On the other hand, relational database management systems do not come without their disadvantages. For example, in order to implement an RDBMS, special software must be purchased. This introduces an additional cost for execution. Once the software is obtained, the setup process can be tedious since it requires millions of lines of content to be transferred into the RDBMS tables. This process may require the additional help of a programmer or a team of data entry specialists. Special attention must be paid to the data during entry to ensure sensitive information is not placed into the wrong hands.
Some other drawbacks of the RDBMS include the character limit placed on certain fields in the tables and the inability to fully understand new forms of data — such as complex numbers, designs and images.
Furthermore, while isolated databases can be created using an RDBMS, the process requires large chunks of information to be separated from each other. Connecting these large amounts of data to form the isolated database can be very complicated.
Uses of RDBMS
Relational database management systems are frequently used in disciplines such as manufacturing, human resources and banking. The system is also useful for airlines that need to store ticket service and passenger documentation information as well as universities maintaining student databases.

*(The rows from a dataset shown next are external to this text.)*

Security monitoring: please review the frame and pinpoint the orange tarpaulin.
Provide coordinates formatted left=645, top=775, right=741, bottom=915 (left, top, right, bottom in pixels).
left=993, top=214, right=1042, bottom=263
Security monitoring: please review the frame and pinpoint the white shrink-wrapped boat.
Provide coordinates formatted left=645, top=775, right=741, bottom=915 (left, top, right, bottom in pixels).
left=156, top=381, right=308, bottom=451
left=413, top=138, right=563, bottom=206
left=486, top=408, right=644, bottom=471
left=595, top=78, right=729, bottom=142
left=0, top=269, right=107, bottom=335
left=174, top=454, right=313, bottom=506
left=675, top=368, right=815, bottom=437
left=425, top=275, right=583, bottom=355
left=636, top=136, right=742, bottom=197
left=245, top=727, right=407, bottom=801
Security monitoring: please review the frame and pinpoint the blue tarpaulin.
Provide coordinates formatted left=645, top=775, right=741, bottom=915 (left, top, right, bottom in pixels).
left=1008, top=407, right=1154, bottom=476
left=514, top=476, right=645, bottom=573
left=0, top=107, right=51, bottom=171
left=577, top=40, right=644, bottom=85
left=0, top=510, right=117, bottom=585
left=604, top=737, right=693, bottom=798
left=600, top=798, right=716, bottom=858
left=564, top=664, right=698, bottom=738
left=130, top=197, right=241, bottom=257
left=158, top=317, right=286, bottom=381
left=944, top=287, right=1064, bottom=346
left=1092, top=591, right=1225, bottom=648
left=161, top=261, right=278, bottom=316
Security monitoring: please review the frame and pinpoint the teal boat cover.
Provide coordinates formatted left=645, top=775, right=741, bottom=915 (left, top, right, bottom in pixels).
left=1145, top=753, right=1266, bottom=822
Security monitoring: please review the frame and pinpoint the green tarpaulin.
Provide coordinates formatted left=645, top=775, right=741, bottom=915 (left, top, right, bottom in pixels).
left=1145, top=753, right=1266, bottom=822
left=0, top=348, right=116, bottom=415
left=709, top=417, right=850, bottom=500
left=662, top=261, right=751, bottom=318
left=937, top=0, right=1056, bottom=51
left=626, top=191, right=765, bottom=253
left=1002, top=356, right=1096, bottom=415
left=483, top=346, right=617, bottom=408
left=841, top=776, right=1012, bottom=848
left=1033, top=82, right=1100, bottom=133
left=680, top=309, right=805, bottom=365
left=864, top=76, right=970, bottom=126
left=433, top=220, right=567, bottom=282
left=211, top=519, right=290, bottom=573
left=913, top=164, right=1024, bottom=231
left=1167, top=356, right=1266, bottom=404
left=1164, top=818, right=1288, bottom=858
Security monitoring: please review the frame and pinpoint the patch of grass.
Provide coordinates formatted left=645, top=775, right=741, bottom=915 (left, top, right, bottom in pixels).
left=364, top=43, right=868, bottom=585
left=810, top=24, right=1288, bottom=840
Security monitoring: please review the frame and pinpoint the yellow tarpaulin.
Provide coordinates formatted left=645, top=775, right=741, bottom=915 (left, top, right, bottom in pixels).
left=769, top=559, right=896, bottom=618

Some examples of specific systems that use RDBMS include IBM, Oracle, MySQL, Microsoft SQLServer and PostgreSQL.
RDBMS product history
Many vying relational database management systems arose as news spread in the early 1970s of the relational data model. This and related methods were originally theorized by IBM researcher E.F. Codd, who proposed a database schema, or logical organization, that was not directly associated with physical organization, as was common at the time.
Codd’s work was based around a concept of data normalization, which saved file space on storage disk drives at a time when such machinery could be prohibitively expensive for businesses.
File systems and database management systems preceded what could be called the RDBMS era. Such systems ran primarily on mainframe computers. While RDBMSes also ran on mainframes — IBM’s DB2 being a pointed example — much of their ascendance in the enterprise was in UNIX midrange computer deployments. The RDBMS was a linchpin in the distributed architecture of client-server computing, which connected pools of stand-alone personal computers to file and database servers.
Numerous RDBMSes arose along with the use of client-server computing. Among the competitors were Oracle, Ingres, Informix, Sybase, Unify, Progress and others. Over time, three RDBMSes came to dominate in commercial implementations. Oracle, IBM’s DB2 and Microsoft’s SQL Server, which was based on a design originally licensed from Sybase, found considerable favor throughout the client-server computing era, despite repeated challenges by competing technologies.
As the 20th century drew to an end, lower-cost, open source versions of RDBMSes began to find use, particularly in web applications.
Eventually, as distributed computing took greater hold, and as cloud architecture became more prominently employed, RDBMSes met competition in the form of NoSQL systems. Such systems were often specifically designed for massive distribution and high scalability in the cloud, sometimes forgoing SQL-style full consistency for so-called eventual consistency of data. But, even in the most diverse and complex cloud systems, the need for some guaranteed data consistency requires RDBMSes to appear in some way, shape or form. Moreover, versions of RDBMSes have been significantly restructured for cloud parallelization and replication.